2. Example Implementations of Art Therapy

During COVID-19, art therapy was delivered in several forms, most common of which were drawing, music listening and playing, narrative interactions [25]. Although all were generally effective, their impacts ranged from mild mood enhancement to major improvement of sleep quality or reduction of hyperactivity. In this review, we investigated three main art therapy interventions to assess their effectiveness, feasibility and acceptability among children and parents. Table 1 summarized selected interventions of art therapy during COVID-19 including their settings, delivery, measures and outcomes.

3. Effectiveness of Art Therapy

Malboeuf-Hurtubise et al. conducted a randomized cluster trial in Quebec, Canada during the COVID-19 lockdown period [28]. The authors employed two groups comprising 14 school children who received emotion-based directed drawing intervention in the first group and 8 children who received mandala drawing intervention in the second group. Both groups underwent five weekly 45-min sessions during which children were asked to make drawings and discuss their works. Contents of the drawings in the first group were child participants’ feelings and COVID-19-related mental issues (e.g., fear, worry, irritation, etc.); meanwhile, the second group drew mandala only for each session, with no COVID-19-related exercise being given. While the authors could not identify any post-intervention differences regarding inattention, anxiety, depression, hyperactivity, and mindfulness between groups 1 and 2, they observed that across the entire sample, after the post-hoc sensitivity analysis, hyperactivity scores among children showed a significant reduction, suggesting that drawing-based interventions could provide mental health improvement [28].
Bombard et al. and Cho et al. explored how using music therapy could stimulate positive feelings among children during the COVID-19 pandemic [26]. One study provided specifically curated music playlists to 19 mothers and instructed them to play the music to children during the week, especially when their children were in a negative mood and in need of improvement, or when in a positive mood but in need of prolonging such a state. The study reported that 81.2% of mothers reported that children reported themselves as happier and experienced less psychological distress after listening to the music, while 13.7% of mothers did not find any effects of the intervention on children’s mood [26]. Another study [27] used home-based music therapy aiming to improve sleep quality, and created personalized visual soundtracks for children with developmental disorders, whose rehabilitation therapies were disrupted by COVID-19. Among 12 children who participated, the authors observed that sleep breathing disorders, sleep-wake transition disorders, and overall sleep disturbance improved after the intervention (p < 0.05) [27].

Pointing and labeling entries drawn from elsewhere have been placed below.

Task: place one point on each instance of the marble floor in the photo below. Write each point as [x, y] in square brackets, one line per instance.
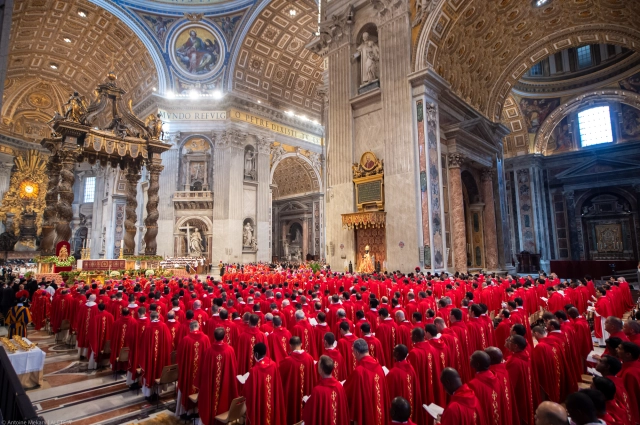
[71, 394]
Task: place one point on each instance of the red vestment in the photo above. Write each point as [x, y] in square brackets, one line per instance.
[387, 334]
[344, 347]
[61, 310]
[304, 330]
[425, 364]
[327, 404]
[83, 317]
[155, 351]
[548, 367]
[376, 350]
[216, 382]
[339, 365]
[125, 334]
[630, 375]
[367, 393]
[464, 409]
[100, 330]
[402, 381]
[244, 351]
[523, 384]
[298, 376]
[278, 344]
[492, 396]
[190, 353]
[264, 394]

4. Feasibility and Acceptability of Art Therapy

Regarding the feasibility, of offline interventions, the material preparation seemed to be the most complicated stage. For example, Sarah Bompard et al. (2021) emphasized that for children with developmental disorders, visual soundtrack preparation required the involvement of a music specialist who completed clinical training in music therapy and held a degree in Education; persons with such combined backgrounds might be hard to find for similar studies [27] (Table 2). For online interventions, Malboeuf-Hurtubise et al. (2021) noted that the intervention was highly feasible with few technical complications, such as a secured video call platform. Requirements for instructors who had experience in mindfulness-based intervention and art-therapy knowledge to organize drawing were mentioned [28]. Cho & Ilari (2021) found that they were unable to control participants’ engagement through virtual intervention; and they suggested that increased social presence during the study (e.g., via visual representation of researchers) might help improve and sustain the motivation of participants [26].
In terms of acceptability, all trials found that children and facilitators engaged in the intervention and, to a certain extent, accepted to continue performing intervention-related activities even after the intervention ended, suggesting that there is a high acceptance level of art therapy for children in the epidemic context [16,26,27,28].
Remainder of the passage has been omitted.